The lessons learned document contains information about all the project life-cycle processes but most important the Executing and Controlling processes. These two processes are when the work of the project is performed and when you'll likely find mistakes that were made in the Planning documents or processes. Anything you discover that could have been clearer or any additional information that would have helped to avoid confusion should be noted here. Process improvements, communication glitches, or any other information that will help you perform the next project better should be noted here.
Ask your team members, stakeholders, and the project sponsor to help you compile the lessons learned document. Ask them what went well on the project and what could have gone better. Don't wait until the end of the project to start making notes, however. Start this document during the Executing phase and begin making notes to yourself as soon as problems occur. Document how the situation could have been handled differently to avoid these same types of problem on future projects.

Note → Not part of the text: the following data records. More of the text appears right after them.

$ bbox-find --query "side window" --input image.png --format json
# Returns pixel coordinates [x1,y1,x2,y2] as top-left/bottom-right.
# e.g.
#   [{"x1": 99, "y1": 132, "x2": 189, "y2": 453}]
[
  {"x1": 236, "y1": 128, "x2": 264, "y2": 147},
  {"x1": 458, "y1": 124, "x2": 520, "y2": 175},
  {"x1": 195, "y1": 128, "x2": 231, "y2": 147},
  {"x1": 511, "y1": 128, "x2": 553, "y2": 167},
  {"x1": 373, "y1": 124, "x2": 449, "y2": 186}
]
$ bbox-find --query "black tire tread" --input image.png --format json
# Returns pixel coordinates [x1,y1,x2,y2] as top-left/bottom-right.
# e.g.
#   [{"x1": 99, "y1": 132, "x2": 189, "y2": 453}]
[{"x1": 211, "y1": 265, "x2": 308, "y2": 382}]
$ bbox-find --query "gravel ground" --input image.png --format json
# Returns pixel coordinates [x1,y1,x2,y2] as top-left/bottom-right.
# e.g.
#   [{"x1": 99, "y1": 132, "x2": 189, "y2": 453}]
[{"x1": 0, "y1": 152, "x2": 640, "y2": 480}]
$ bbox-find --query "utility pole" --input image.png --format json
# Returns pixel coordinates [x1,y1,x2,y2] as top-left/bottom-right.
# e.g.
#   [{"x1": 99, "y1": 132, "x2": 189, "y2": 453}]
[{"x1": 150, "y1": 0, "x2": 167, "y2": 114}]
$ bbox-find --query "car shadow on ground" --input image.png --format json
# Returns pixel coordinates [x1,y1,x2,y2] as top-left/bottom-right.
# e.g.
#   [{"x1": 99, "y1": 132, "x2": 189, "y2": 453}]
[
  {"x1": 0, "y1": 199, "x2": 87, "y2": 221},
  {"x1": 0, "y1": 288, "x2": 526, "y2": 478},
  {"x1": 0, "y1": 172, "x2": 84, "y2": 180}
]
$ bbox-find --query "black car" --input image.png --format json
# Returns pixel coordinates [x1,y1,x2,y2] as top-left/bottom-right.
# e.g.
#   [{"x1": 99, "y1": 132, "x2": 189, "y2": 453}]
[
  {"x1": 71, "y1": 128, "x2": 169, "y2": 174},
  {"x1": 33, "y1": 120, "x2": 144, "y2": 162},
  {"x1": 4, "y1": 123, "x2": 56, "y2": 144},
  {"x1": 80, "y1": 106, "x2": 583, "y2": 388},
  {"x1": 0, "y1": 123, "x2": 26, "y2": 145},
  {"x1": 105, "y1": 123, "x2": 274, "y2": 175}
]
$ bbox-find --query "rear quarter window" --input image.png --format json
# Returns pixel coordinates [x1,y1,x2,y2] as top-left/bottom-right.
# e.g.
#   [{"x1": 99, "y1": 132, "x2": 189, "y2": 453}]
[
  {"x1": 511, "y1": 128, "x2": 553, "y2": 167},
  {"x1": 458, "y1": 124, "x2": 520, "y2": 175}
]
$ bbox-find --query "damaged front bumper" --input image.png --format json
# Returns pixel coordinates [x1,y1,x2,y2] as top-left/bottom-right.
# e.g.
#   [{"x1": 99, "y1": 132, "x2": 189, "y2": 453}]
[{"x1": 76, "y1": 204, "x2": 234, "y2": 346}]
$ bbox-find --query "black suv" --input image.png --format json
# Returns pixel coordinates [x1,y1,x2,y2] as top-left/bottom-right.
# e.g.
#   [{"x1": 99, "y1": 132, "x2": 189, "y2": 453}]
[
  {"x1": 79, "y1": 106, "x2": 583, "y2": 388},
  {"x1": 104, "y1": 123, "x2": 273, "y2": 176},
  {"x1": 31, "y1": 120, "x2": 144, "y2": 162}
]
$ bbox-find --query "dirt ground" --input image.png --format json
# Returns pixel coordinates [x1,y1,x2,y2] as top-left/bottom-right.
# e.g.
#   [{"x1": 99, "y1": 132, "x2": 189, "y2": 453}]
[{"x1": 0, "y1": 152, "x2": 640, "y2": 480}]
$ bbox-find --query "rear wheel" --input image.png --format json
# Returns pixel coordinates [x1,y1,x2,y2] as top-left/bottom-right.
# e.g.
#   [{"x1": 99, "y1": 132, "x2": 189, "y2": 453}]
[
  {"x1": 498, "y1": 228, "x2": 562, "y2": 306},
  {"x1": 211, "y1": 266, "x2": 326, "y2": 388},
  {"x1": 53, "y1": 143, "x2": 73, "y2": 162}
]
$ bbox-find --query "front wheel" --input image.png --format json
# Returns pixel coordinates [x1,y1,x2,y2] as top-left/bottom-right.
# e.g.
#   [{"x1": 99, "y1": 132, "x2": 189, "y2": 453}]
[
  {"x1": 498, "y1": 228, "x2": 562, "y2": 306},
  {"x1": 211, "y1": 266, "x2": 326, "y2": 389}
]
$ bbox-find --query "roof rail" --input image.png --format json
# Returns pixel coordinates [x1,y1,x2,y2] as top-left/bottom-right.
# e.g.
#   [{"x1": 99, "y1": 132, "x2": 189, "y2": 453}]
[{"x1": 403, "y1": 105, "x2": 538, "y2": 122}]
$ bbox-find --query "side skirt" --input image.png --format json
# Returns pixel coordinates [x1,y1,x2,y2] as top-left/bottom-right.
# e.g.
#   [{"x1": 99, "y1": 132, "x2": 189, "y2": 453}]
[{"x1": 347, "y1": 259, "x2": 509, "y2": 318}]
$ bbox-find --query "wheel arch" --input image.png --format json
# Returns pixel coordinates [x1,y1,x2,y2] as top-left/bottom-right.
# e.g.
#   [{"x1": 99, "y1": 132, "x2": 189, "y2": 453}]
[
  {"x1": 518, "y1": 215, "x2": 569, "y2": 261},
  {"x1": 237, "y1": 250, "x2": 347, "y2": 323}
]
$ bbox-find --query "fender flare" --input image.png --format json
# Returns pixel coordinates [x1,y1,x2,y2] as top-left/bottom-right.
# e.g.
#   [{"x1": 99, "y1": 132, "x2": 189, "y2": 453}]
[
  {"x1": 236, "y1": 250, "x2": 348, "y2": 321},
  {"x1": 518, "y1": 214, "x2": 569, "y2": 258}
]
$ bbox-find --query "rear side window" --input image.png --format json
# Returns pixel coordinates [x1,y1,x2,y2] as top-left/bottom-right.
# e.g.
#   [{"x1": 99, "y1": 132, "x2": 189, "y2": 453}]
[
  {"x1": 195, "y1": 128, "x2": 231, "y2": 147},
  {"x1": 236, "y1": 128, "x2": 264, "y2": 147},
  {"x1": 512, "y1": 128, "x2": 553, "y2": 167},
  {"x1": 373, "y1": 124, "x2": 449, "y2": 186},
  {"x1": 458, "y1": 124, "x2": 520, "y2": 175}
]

Information you should include in your lessons learned document includes the following:
- How the project management processes were used throughout the project and how successful they were in planning and tracking progress
- How well the project plan and project schedule reflected the actual work of the project
- How well the change management process worked and what might have worked better
- Why corrective actions were taken
- Causes of performance variances and how they could have been avoided
- Outcomes of corrective actions
- Risks response plans that were implemented and whether they adequately addressed the risk events
- Unplanned risk events that occurred
- Mistakes that occurred and how they could have been avoided
Team dynamics, including what could have helped the team perform more efficiently
Don't limit your lessons learned document to only the items on this list. Anything that worked well, or didn't work well, that will help you perform your next project better or smooth out problems before they get out of hand should be documented here. That means positive and negative feedback. This process is particularly useful for failed projects as there are many things you can learn from projects that fail that will help prevent your next project from suffering the same fate.
Many project managers skip this step because, let's face it, most of us don't like to admit our mistakes and we don't want others knowing that we made them. Encourage your team to be honest and forthcoming about their lessons learned. If you've spent the time throughout the project building their trust and creating an open atmosphere of communication, documenting lessons learned won't be that difficult. Assure your project team members that this is for the benefit of future projects and is not a means to punish or judge their work. Establish some ground rules that say no one may blame someone else for anything that went wrong and that no names will be taken. Documenting lessons learned allows you to bring a wealth of knowledge to future projects, and you'll benefit by learning from past mistakes without having to repeat them.
The lessons learned document should in a shared knowledge database with all the other project information. This is one of the first documents you'll want to review when starting your next project.